Richard Jaye took the morning off reporting to officiate at the Peter Morrison Trophy tie between Temple Fortune A and Camden Park. Fortune assistant-manager Jack Morris said: "Richard was superb. He handled the game incredibly well. I can't recall any decision he got wrong. I think it's the first time I've ever played or managed a game where I never once questioned a decision!"
Brady Maccabi A manager Josh Rosenfeld spoke highly of Adam Lewis following his team's defeat against London Maccabi Lions A. "He was superb. Both red card decisions spot on and he had complete control of the game. A genuine and professional referee."
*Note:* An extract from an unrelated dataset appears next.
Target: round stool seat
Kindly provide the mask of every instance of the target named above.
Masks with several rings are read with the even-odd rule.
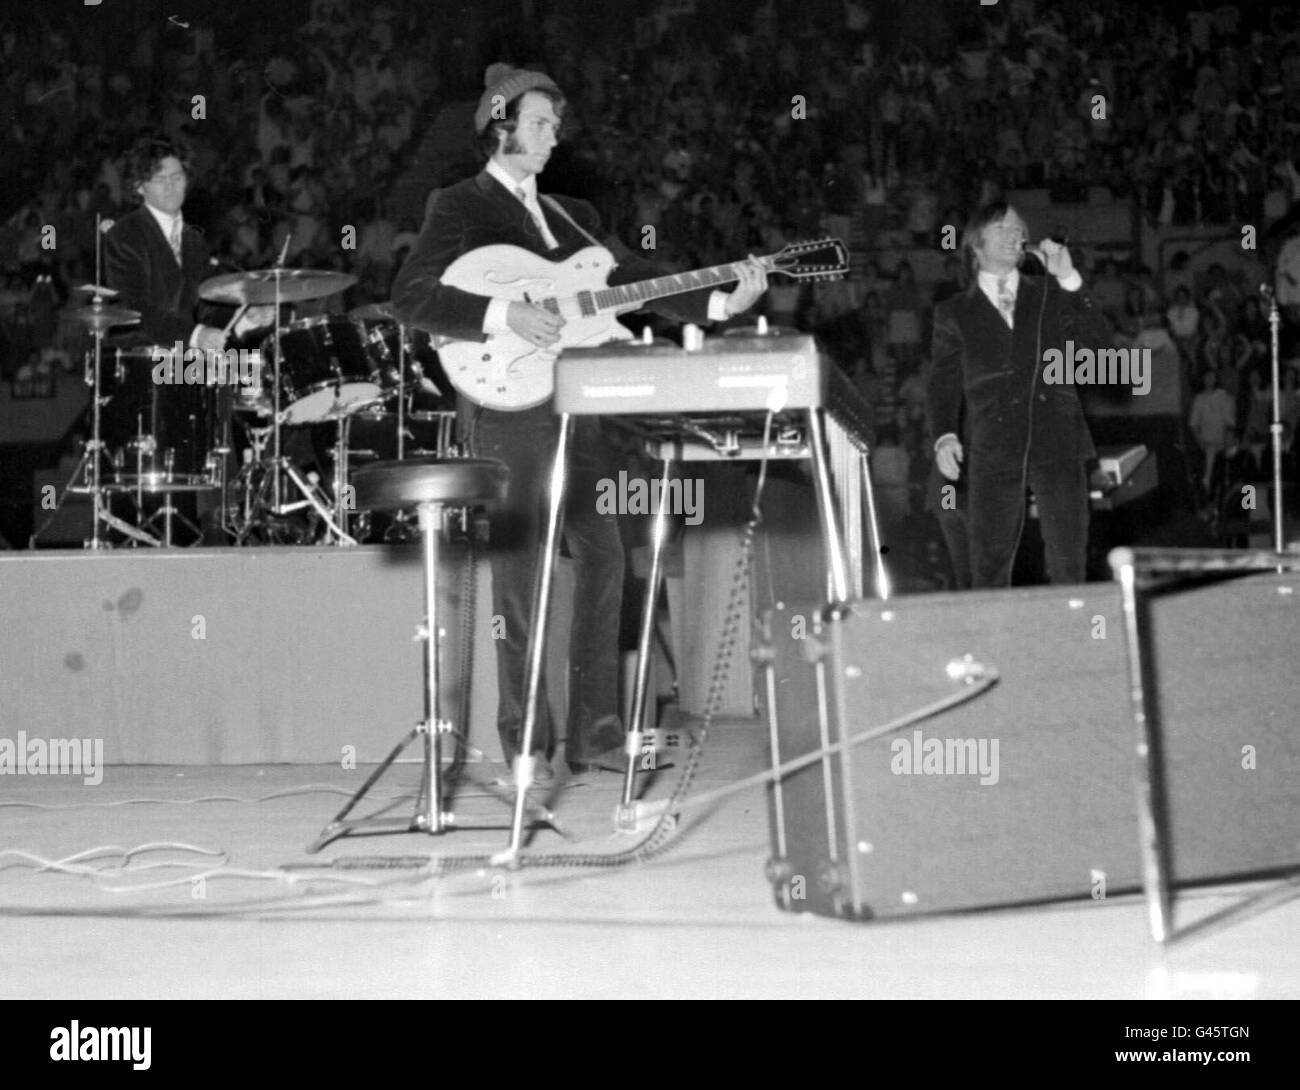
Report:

There was even a referee who gave perfect marks to both teams. Following the Division Two match between Glenthorne United C and EDRS Stonegrove, referee Ken Goldman said: "I had no hesitation in awarding both teams a perfect 10 for sportsmanship. It was really an enjoyable game to referee. It was an example for all teams to follow with not a serious foul in the match."
MMFL League chairman Stuart said: "Despite reports of its demise, the FA RESPECT programme still exists."
Chigwell Athletic striker Glenn Michaels praised the efforts of Brixton Old Boys A manager John Nitka who came to his aid after a nasty mid-air collision left him struggling to breath. "It seemed like he was on the pitch in a matter of seconds," said Michaels. "He really helped me when everyone else seemed to argue and flap. It raises the question of each team having a qualified first aider."
Michaels was later diagnosed with concussion, but thankfully no internal bleeding. He has been signed off work for a week.
● I was encouraged to hear about the findings of the recent discussion on antisemitic abuse in football. The CST's Dave Rich believes that the systems in place are "very good in terms of implementation to all parts of the game".
At the meeting, John Mann MP, who chairs the Antisemitism and Islamophobia Taskforce, says that he has witnessed a "change of attitude" across the football community. So I asked Rich for his take on the talks and what measures teams should adopt at grassroots level.
He said: "Everyone at the FA is generally committed to the scheme and have a good understanding of the issues and concerns. The devil is in the implementation.
"There are procedures in place if players and teams are worried about a forthcoming fixture. Clubs should speak to us and the County FA and tell their opponents that we'll be looking out for it.
"Prevention is always better than having to chase it up afterwards."
● Powerlifter Marc Sidney is punching above his weight again, this time in a new sport. Sidney, 48, won his the heavyweight division at the British Sumo Wrestling Novice Championships in Derby. Weighing in at 18st, Sidney won nine out of 12 bouts, including one against an opponent of 31st. Reflecting on an impressive first outing, which he described as "a fantastic experience," Sidney has been selected for the Great Britain team at next year's Italian Open."